What this doesn't fix
The pattern is narrow, and the narrowness is worth stating up front. It does not make the agent right. An agent can attach a failing test that turns out to be flaky, a citation that turns out to be hallucinated, an entropy score that came from a corrupt input. The gating fields are checked for presence and shape, not for truth. If the field is filled in plausibly, the finding is stored at the claim, and the downstream reviewer is still the one who has to verify the substance.
It does not catch shared upstream bias. Two sources that both inherit a poisoned input — the same broken metric scrape feeding both a dashboard and an alert, the same wrong document being summarised by two retrievers — will corroborate each other, and the synthesis pass will see two independent sources where really there was one. The corroboration rule is structural; the structure does not know which sources share an upstream.
It also does not stop an agent from quietly defaulting to the middle tier. If the gates are too tight, a careful agent learns to claim only the safe tier and the report loses the bright top section that made it useful in the first place. The fix is not to loosen the gates; the fix is to choose gating fields the domain actually has, so a correct top-tier claim is something the agent can routinely back.

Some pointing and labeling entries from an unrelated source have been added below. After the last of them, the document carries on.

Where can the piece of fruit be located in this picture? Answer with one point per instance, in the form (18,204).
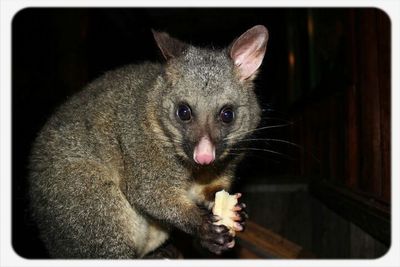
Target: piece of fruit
(223,207)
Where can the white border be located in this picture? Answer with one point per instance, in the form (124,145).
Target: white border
(9,8)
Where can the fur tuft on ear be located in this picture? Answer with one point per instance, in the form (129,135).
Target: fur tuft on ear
(169,46)
(247,51)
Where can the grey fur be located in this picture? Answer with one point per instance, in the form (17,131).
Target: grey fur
(109,175)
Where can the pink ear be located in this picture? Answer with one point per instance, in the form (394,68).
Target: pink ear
(248,51)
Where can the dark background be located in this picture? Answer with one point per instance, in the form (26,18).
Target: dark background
(325,80)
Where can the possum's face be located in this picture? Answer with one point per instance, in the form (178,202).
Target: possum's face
(208,104)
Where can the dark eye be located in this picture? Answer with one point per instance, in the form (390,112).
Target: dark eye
(184,112)
(227,115)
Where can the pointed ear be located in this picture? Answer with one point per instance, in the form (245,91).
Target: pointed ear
(170,47)
(247,52)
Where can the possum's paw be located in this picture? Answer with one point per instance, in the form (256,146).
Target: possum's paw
(233,214)
(216,238)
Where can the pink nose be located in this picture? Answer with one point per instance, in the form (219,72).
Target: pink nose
(204,159)
(204,152)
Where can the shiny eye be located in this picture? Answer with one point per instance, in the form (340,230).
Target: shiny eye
(184,112)
(226,115)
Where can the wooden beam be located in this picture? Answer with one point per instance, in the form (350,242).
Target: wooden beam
(257,242)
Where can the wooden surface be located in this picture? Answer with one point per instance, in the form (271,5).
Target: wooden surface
(257,242)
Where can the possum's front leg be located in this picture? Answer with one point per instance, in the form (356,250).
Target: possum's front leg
(218,237)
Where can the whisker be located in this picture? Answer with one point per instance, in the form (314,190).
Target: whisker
(255,130)
(272,140)
(263,150)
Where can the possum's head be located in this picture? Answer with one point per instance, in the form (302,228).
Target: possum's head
(208,103)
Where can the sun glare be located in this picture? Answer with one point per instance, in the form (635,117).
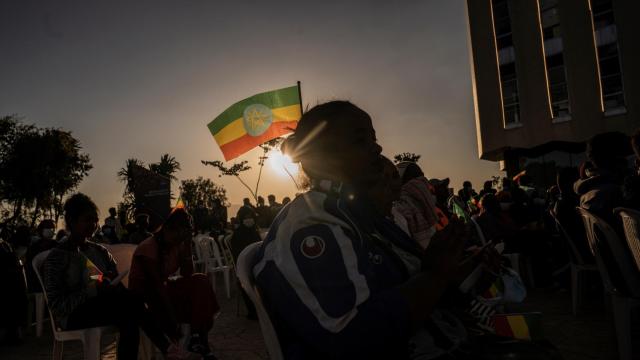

If the domain has no objective evidence available, this pattern is not the right one for it.
What it buys you
Set against those limits is what the structure gives a reviewer for free. The report is sortable, which means the reviewer's eye starts at the strongest claim instead of in the middle of a paragraph. The downgrades are visible, which means the reviewer can tell when the agent reached for something it could not back. The audit trail carries both the claim and the enforcement, which means a regression in the agent — a tendency to over-claim, a tendency to under-attach evidence — shows up as a measurable shift in the ratios rather than as a quiet drift in the prose. None of this depends on the agent being good at writing; it depends only on the agent being willing to record what it sees and on the gates being applied mechanically afterwards.
The portable part of the pattern is the shape: a finding with a claim, a source, and an optional evidence block; one gate at record time that asks for objective fields to back the top tier; one gate at synthesis time that asks for a different source on the same subject. It sits next to the composition patterns Anthropic catalogues in Building Effective Agents — those describe how to structure an agent's control flow and orchestrate its LLM calls; this one describes how it organises what it found. The domain-specific part is the field list. What counts as gating evidence and what counts as a corroborator are things you know about your problem that no general framework can supply. The structure is what makes the answer rankable. What the answer is, the agent still has to find — and the reviewer still has to read. The point is that they get to read it with grades attached.